All Systems Red by Martha Wells


The Murderbot Diaries #1


Teaser: A “Construct” (half human(?), half robot) is supposed to be guarding an expedition on a planet when a neighboring expedition stops communicating. As they are trying to figure out what has happened they are also “attacked.” Good thing the Sec Unit (Security Unit) hacked its own governor module.

This is novella, so it is shorter than a novel, and told quite well. While there has to be some exposition for the self-styled Murderbot to give some background, it gets to the story quickly. Having read #2 already I am torn as to whether this novella stands on its own. If I didn’t know about the others than I would say that it does, but knowing about the others I would say it doesn’t, but only in the best way.

The best way means that even though the story wraps up quickly I want to read more about the character and this universe. While the tone is dark it is dark satire with some quite hilarious lines that somehow are relatable from a character that is almost not human at all.


In general the story takes precedence over the technology, although there are important technological issues that contribute to the story line. The world-building doesn’t dwell to much on any one concept.

Constructs: While the main character is certainly some semblance of sentient, it becomes clear that the organic/robot hybrids are considered non-human by the humans in most cases. This is obviously a very important topic as the main character struggles with caring and not caring about its possible equivalence.

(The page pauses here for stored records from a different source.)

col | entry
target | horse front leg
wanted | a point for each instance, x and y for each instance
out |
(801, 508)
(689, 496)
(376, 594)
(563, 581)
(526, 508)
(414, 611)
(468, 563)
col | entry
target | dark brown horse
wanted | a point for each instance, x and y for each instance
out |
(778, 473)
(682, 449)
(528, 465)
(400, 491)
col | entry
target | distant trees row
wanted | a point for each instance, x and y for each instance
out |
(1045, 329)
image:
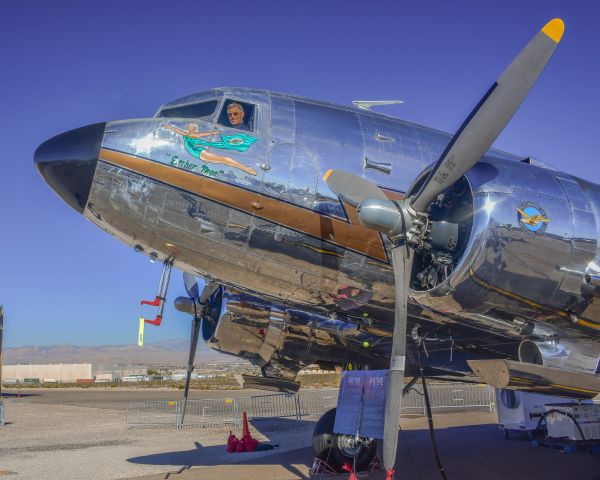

The Feed: In some ways it might be a MacGuffin, in other ways it is just a souped up internet that strains the boundaries of what a software engineer like myself might think is possible. It might be possible, but is really used as an important plot device.

Finding Old Alien Artifacts: I think this is the most interesting and least described idea, maybe an actual MacGuffin, but my speculation is that it has something to do with the constructs.


While I can’t give it a straight, go-read-it-now recommendation for everyone, I would say that a audience with the maturity to not dwell on the language should certainly pick it up. The use of language certainly fits the character quite well and I don’t know if it could be told as well without it.

The exploration of concepts certainly makes this worth a read from the point of view that it touches on several past and modern issues. And as an aspiring writer I find reading an interesting sci fi novella such as this to be quite inspiring.